ATLANTA – The Georgia Department of Transportation received high praise for the quick rebuilding of I-85, but months the agency is finding its success has generated added pressure.

At community meetings across the state, commuters ask why GDOT can’t finish other road projects so quickly.

“I-85 showed something very unique,” says GDOT’s Natalie Dale. “But again, it was a very unique situation.”

Commuter Dude Jerry Carnes hears the same questions from drivers, most recently where work is underway to widen the Flat Shoals Road bridge over I-285.

“If they can build I-85 in six or seven weeks, why is this taking two to three years?” asked one commuter.

Months after the rebuilding of I-85, GDOT is constantly explaining the difference between a routine road project and an emergency.

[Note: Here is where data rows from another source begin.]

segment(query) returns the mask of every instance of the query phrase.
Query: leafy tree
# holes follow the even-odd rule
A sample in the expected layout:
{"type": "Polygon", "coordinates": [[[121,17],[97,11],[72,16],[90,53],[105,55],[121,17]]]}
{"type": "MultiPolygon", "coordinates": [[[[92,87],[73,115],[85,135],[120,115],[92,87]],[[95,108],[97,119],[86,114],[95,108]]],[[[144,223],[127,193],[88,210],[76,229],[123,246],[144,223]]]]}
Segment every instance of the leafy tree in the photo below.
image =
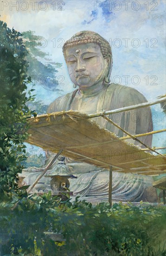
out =
{"type": "Polygon", "coordinates": [[[0,21],[0,192],[18,191],[18,173],[26,159],[23,141],[27,138],[27,118],[31,112],[26,103],[34,97],[27,85],[28,63],[21,34],[0,21]]]}
{"type": "Polygon", "coordinates": [[[38,86],[43,86],[51,91],[61,91],[58,89],[58,81],[56,79],[57,68],[62,64],[53,62],[48,57],[49,54],[41,50],[46,39],[34,34],[34,31],[29,30],[22,33],[23,41],[28,51],[27,55],[29,62],[28,74],[32,77],[33,81],[38,86]]]}
{"type": "Polygon", "coordinates": [[[30,109],[36,111],[38,115],[46,114],[48,108],[48,105],[40,100],[29,101],[27,102],[27,105],[30,109]]]}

GDOT representatives remind commuters that rebuilding I-85 required help from the federal government. The quickened pace required extra resources.

“Other projects were slowed down because of the work funneled to this project,” says Dale.

Millions of dollars in financial incentives moved the contractor to work faster. And it’s not often that a road project is brought on by disaster that closes an entire interstate allowing work 24-hours a day.

“We don’t want to do every project like that because the price tags would be far too much,” says Dale.

GDOT has said it will look at financial incentives to move projects along in the future.